The gallery’s reputation for supporting “vandals” got the attention of the New York Police Department. Deville said undercover officers stopped by constantly. He said even the chief of police himself showed up at one of their last shows, threatening fines because they were serving alcohol without a license.

Though they may have been pushed out of the Lower East Side, they’re not through with New York. They’re planning their rebirth in Brooklyn, where young artists are migrating eastward from Williamsburg.

“We’re going to take our scene to Bushwick,” Ha said. They are looking to buy a small space, so that they’ll never have to worry again about getting pushed out by another — in their words — “slumlord.”

Their new spot will likely be a bar in addition to a gallery space because, Ha said, “Art doesn’t really make us money.”

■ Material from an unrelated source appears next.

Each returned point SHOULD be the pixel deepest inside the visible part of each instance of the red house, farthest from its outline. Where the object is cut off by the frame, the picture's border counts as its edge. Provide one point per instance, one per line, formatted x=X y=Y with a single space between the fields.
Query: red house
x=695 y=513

Deville added, “Whether we call it a bar or call it a gallery, we just know it’s definitely going to involve art and it’s definitely going to involve alcohol. The only reason people come to see art is for the free beer.”

Shortly after they opened, the Orchard Street Art Gallery was listed as one of 25 in the Lower East Side loop. Now, Ha said, there are eight.

“It’s just sad that there’s not going to be a place for underground artists, with rent so high,” she said.

In the end, the couple is happy with the run the Orchard Street Art Gallery had.

“It was fun while it lasted,” Deville said. “From a business point of view, it failed. But from a street cred point of view, we were really successful.”